I am just a little worried that the filter material might break up over time in the flow and I will have pieces of filter in my tank, do you think the fish might eat this?

Will let everyone know how well mine holds up.


----------



## kitten_penang

wow not bad.what fishes do you keep?


----------



## zof

Platies, Guppies, Gourami, otos and the newest edition emerald catfish.


----------



## Mettalikatt

I'd imagine you're pretty safe from pieces breaking off, The only areas I'd see being a problem are the cut lines if there were some way you could close those or seal them it may help. I'm not sure how well that stuff will burn but you could try to seal the ends like burning fuzzies off a sweater


----------



## kitten_penang

zof said:


> Platies, Guppies, Gourami, otos and the newest edition emerald catfish.


nice fish easy going too


----------



## zof

Mettalikatt said:


> I'd imagine you're pretty safe from pieces breaking off, The only areas I'd see being a problem are the cut lines if there were some way you could close those or seal them it may help. I'm not sure how well that stuff will burn but you could try to seal the ends like burning fuzzies off a sweater


I was thinking about doing that, maybe at least to the area that is constantly in the water.

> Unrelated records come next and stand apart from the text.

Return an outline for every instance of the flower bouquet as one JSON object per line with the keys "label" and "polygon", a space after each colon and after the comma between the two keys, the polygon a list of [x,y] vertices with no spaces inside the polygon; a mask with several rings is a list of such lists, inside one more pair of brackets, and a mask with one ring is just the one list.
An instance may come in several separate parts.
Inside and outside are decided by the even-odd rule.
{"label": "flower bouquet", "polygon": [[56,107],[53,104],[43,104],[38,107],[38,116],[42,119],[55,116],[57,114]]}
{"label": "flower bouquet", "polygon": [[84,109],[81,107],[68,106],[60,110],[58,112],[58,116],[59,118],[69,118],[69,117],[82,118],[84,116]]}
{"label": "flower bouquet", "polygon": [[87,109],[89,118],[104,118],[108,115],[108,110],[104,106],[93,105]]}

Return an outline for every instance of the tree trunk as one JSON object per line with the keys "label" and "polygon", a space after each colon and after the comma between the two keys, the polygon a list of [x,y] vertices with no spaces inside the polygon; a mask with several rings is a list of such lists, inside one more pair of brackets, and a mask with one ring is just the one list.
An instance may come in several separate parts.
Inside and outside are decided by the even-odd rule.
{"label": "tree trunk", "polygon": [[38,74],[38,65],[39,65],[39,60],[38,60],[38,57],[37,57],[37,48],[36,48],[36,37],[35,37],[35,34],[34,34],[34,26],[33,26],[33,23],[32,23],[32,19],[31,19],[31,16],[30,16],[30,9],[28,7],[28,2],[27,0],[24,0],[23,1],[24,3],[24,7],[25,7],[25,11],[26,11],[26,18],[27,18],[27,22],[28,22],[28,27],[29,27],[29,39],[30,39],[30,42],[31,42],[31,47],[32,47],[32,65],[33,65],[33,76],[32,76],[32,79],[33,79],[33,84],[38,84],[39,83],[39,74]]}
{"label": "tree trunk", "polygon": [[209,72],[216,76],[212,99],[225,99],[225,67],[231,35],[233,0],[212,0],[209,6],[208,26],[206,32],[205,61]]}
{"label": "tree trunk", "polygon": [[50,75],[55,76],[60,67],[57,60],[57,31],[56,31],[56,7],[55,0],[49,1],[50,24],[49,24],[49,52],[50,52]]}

And just an update so far, its working just fine, in fact its cut the noise from my filter a great deal, I no longer hear constant running water from it, in fact I can now hear the filter on my 20 gallon more, it freaked me out for a while because I never use to hear it over the bigger one. I guess I will go ahead and make one for my 20 now too, maybe try to burn the edges on that one.


----------